De dieren blijken immuniteit op te bouwen, maar het virus blijft circuleren en kan schade blijven berokkenen. Er is een vaccin ontwikkeld (Bovilis SBV) dat Europees erkend is, maar niet geregistreerd in België. Bij verwerpingen kan men beroep doen op het abortusprotocol van DGZ, om te laten uitzoeken wat er precies aan de hand is.
Op drie plaatsen werden de info-vergaderingen voorafgegaan door een bedrijfsbezoek. Op het bedrijf van Daniel Schillewaert te Wenduine worden 270 ooien gehouden van het Texel-ras, naast wat blauwe Texels en daskoppen. Bij de ooi- en ramkeuze wordt veel aandacht besteed aan vruchtbaarheid en ontwikkeling. De rammen komen pas op 25 oktober bij de ooien zodat de aflamperiode geconcentreerd is op een drietal weken. De helft van de ooilammeren wordt gedekt in het geboortejaar.
Een deel van de lammeren wordt als fokmateriaal afgezet en vertrekt naar Groot-Brittannië en Ierland. Deels worden de ooilammeren via de korte keten verkocht aan een plaatselijke supermarkt.
Op het bedrijf van Jos Sprangers te Meer worden ruim 100 Texelooien gehouden met superieure bevleesdheid. De bedrijfsleider hecht meer belang aan het exterieur dan aan vruchtbaarheid. Er wordt fokmateriaal geëxporteerd naar Nederland, Frankrijk en Groot-Brittannië. Lammeren die niet voor de fokkerij geschikt zijn worden op stal afgemest en brengen bij slachting een zeer goede prijs op.
Er is op het bedrijf een automatische weegschaal aanwezig. De dieren worden gechipt en op basis van de dierherkenning en geregelde wegingen kan de groei gevolgd worden. Het dekseizoen start op dit bedrijf begin oktober. De ramkeuze wordt aangepast i.f.v. de ooi en i.f.v. het streven naar of meer ontwikkeling of meer bevleesdheid.
Bij het bezoek aan het bedrijf van Pieter Vranckx te Bunsbeek zagen we goed ontwikkelde en goed bespierde Rouge De l’Ouest dieren. Ook dit bedrijf exporteert fokmateriaal naar Groot-Brittannië. De dieren halen hoge gewichten. We zagen er een bijna tweejarige ram van 130 kg.
Qua worpgrootte wordt twee lammeren per ooi gehaald.
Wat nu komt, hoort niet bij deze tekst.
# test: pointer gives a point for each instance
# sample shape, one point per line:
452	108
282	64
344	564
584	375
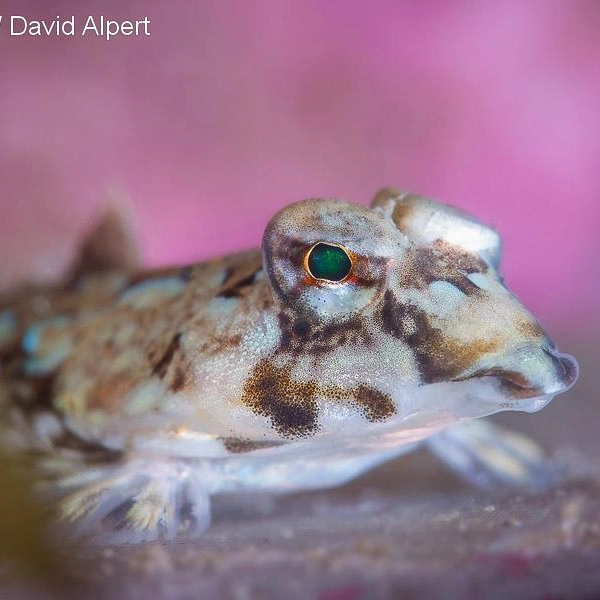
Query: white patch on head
446	297
262	339
483	282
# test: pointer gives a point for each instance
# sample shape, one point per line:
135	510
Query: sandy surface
408	529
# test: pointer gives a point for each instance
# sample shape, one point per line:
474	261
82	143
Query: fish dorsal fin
109	246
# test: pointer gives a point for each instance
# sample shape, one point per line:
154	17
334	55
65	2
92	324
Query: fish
354	335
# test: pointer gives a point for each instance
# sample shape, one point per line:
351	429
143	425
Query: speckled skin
136	384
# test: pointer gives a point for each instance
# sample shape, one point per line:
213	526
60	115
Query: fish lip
568	365
518	387
512	382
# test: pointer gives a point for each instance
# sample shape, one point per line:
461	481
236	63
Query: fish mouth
556	373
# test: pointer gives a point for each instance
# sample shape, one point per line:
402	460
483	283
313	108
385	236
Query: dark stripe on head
439	357
290	405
Het is opmerkelijk dat het aflamseizoen zich situeert tussen 15 december en eind februari. De lammeren worden vlot geboren, maar hebben weinig of geen wol. Ze zijn dus erg koude-gevoelig. Dank aan de drie bedrijven die ons gastvrij ontvingen en die zich, opmerkelijk, alle drie deels op export van fokmateriaal naar Groot-Brittanië richten.